2. The method of claim 1 , further comprising retaining the benchmark if it is not verified.
3. The method of claim 1 , further comprising reporting the report the status of the instance verification to an authority, if the instance verification has failed.
4. The method of claim 1 , wherein generating the instance further comprises generating the instance without altering the metadata and data associated with client cloud computing environment.
5. The method of claim 1 , wherein generating the instance further comprises hashing the instance and time-stamping the instance.
6. The method of claim 1 , wherein generating the instance further comprises generating the instance based on a client policy.

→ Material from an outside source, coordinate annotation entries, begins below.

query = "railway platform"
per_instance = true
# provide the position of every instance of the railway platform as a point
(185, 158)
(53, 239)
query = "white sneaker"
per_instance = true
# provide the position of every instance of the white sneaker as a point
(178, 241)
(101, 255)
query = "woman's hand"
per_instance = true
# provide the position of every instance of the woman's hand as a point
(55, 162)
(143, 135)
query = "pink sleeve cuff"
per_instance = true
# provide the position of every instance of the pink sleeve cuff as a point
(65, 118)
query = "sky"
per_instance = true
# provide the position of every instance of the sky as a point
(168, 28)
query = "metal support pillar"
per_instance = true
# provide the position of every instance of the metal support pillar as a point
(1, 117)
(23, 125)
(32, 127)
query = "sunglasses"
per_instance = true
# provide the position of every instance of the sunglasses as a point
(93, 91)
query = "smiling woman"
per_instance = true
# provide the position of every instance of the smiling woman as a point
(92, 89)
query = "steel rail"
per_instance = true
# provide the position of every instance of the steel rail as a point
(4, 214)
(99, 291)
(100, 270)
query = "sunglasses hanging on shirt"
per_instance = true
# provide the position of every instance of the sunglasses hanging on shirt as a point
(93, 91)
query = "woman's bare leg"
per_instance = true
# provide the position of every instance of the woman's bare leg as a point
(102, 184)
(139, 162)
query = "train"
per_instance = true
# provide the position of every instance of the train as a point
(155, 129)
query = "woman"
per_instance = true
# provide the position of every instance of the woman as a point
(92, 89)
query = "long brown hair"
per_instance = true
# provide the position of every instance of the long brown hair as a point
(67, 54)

7. A cloud forensic system, comprising:
an instance gathering module (IGP) configured to extract instances from a client cloud environment while maintaining the integrity of the client cloud environment;
a baseline module configured to generate a baseline of the client cloud environment based on a client policy;
a benchmarking module configured to generate benchmarks based on comparison of each of the instances with the baseline;
a verification module configured to verify the benchmark;
a retirement module configured to retire one or more of the instances;
a retention module configured to retain one or more of the instances; and
a reporting module configured to report the one or more non-verified instances.
8. The system of claim 1 , wherein the verification module is further configured to verify the benchmark based on the client policy.
9. The system of claim wherein the retirement module is configured to retire the one or more of the instances if they are verified.
10. The system of claim wherein the retention module is configured to retain the one or more of the instances if they are not verified.
11. A non-transitory computer-readable storage medium having computer-executable instructions comprising:
generating an instance from a client cloud computing environment;
generating a baseline of the client cloud computing environment;
benchmarking the instance based on comparison of the instance to the baseline;
verifying the benchmark based on a client policy; and
retiring the instance, if the benchmark is verified.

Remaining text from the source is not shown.